Cuando la realidad nos golpea de frente.

Conocí a Luis no hace mucho tiempo, en una fiesta a mediados de diciembre del año pasado. Una amiga me lo presentó como su novio y de inmediato hubo química, un agrado mutuo que desencadenó una conversación fluida, sin silencios incómodos ni escollos.  

El sujeto me causó muy buena impresión: un hombre dedicado a su trabajo, moderado, amable y servicial; además mi amiga se veía y sentía feliz a su lado, y su buen criterio no me dejó duda de que Luis era un buen tipo.

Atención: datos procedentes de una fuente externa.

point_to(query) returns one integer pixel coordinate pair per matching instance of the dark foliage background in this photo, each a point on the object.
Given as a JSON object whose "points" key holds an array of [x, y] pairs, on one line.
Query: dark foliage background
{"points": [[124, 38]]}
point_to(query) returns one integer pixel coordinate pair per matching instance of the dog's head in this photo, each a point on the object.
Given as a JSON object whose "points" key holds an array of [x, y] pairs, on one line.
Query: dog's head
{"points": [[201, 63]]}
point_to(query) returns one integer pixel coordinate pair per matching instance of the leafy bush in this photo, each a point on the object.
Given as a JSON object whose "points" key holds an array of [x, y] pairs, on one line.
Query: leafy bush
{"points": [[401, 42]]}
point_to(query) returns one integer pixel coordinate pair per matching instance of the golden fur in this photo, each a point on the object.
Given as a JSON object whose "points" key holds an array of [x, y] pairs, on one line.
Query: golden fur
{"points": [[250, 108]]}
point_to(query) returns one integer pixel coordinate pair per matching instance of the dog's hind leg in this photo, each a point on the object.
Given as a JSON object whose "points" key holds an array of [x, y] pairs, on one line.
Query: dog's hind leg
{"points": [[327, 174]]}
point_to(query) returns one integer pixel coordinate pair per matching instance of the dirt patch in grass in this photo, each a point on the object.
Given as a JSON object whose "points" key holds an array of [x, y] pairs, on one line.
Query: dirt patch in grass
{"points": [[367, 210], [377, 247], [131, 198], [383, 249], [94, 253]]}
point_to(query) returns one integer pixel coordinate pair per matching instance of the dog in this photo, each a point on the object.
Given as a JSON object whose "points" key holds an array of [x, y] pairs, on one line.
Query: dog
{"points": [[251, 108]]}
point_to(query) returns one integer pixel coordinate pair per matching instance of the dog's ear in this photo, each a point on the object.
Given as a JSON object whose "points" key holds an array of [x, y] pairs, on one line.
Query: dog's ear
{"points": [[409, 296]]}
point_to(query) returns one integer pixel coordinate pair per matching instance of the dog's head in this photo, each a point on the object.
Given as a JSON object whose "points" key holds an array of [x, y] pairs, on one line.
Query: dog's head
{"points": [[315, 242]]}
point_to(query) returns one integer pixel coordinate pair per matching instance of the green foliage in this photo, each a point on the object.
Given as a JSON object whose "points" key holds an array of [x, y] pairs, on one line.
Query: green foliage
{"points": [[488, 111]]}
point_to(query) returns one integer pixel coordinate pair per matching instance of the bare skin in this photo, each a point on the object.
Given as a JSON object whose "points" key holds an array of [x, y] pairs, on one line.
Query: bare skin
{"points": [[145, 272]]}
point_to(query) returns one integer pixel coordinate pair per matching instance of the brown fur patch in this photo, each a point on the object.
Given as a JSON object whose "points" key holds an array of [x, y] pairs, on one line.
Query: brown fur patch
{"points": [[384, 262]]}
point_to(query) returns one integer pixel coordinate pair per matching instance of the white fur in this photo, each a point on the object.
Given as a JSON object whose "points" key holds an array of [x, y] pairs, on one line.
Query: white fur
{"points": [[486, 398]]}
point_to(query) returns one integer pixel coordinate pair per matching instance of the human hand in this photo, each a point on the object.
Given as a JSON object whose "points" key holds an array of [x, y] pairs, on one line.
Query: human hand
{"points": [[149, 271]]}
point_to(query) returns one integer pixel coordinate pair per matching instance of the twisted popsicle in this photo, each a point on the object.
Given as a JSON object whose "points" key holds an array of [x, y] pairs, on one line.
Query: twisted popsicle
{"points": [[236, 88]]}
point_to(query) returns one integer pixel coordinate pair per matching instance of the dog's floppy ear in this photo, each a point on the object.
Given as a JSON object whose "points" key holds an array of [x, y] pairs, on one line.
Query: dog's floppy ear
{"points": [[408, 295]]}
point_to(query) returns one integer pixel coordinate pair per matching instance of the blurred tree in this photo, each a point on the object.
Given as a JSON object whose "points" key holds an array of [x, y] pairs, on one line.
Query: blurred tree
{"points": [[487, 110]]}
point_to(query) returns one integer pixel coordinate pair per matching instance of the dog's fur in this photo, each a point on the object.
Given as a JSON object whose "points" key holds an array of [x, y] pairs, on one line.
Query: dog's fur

Y así, él se instaló en mi memoria, con su sonrisa fácil, paralela a la de su pareja, sus anteojos de marco estrecho, la barba de candado y el montón de anécdotas y risas que compartimos en aquella ocasión.

La amistad suele ser caprichosa, por lo menos en mi caso, que tiendo a frecuentar de manera intermitente a las personas. Puedo ver a un buen amigo dos o tres veces por año, pero sigue siendo mi amigo: Borges decía que la amistad no necesita frecuencia.

Las pocas veces que vi a mi amiga o me comuniqué con ella,  le preguntaba por su novio y enviaba saludos. Les vi juntos en mayo, en un evento que organicé. Me dio un gusto tremendo que se hayan tomado el tiempo de ir. No obstante, compartí pocos minutos con ellos, algo que hoy me pesa.

La semana pasada asesinaron a Luis. Le dispararon en un asalto. No me interesa juzgar o suponer nada: es fácil sacar conclusiones desde mi comodidad, imaginar que si hubiese hecho tal o cual cosa, todo podría haber tomado un rumbo diferente, pero no es así. El hecho es brutal: lo mataron y nada va a remediar eso. Este crimen, como cualquier otro, no debe quedar impune, y que a medida de lo posible, la justicia debe prevalecer.

Desde hace años el tema de la violencia en nuestro país me agobia. Todos los días hay una enorme cantidad de personas que mueren asesinadas. Las causas son diversas, pero hay quienes justifican parte de esto al pensar que la mayoría de víctimas estaban involucradas con criminales: tal vez esto les tranquiliza. Si se mantienen al margen, no hay nada que temer. Yo no pienso igual. Sin duda alguna muchos muertos eran gente inocente: ¿cuántos Luises hay entre los más de cien mil asesinatos en este sexenio que recién terminó? ¿Cuántas novias perdieron a sus novios? ¿Cuántos padres a sus hijas y cuántos hijos a sus padres?

La barbarie nos ha sobrepasado. Se contabilizan cadáveres como si fuesen objetos, pero es conveniente detenernos a pensar un poco en que cada uno de ellos tenía un nombre, una historia de vida; mujeres y hombres, gran parte jóvenes, que se toparon con una realidad despiadada. Tuvieron la mala fortuna de estar en el lugar menos oportuno y en un momento crítico: el México de hoy.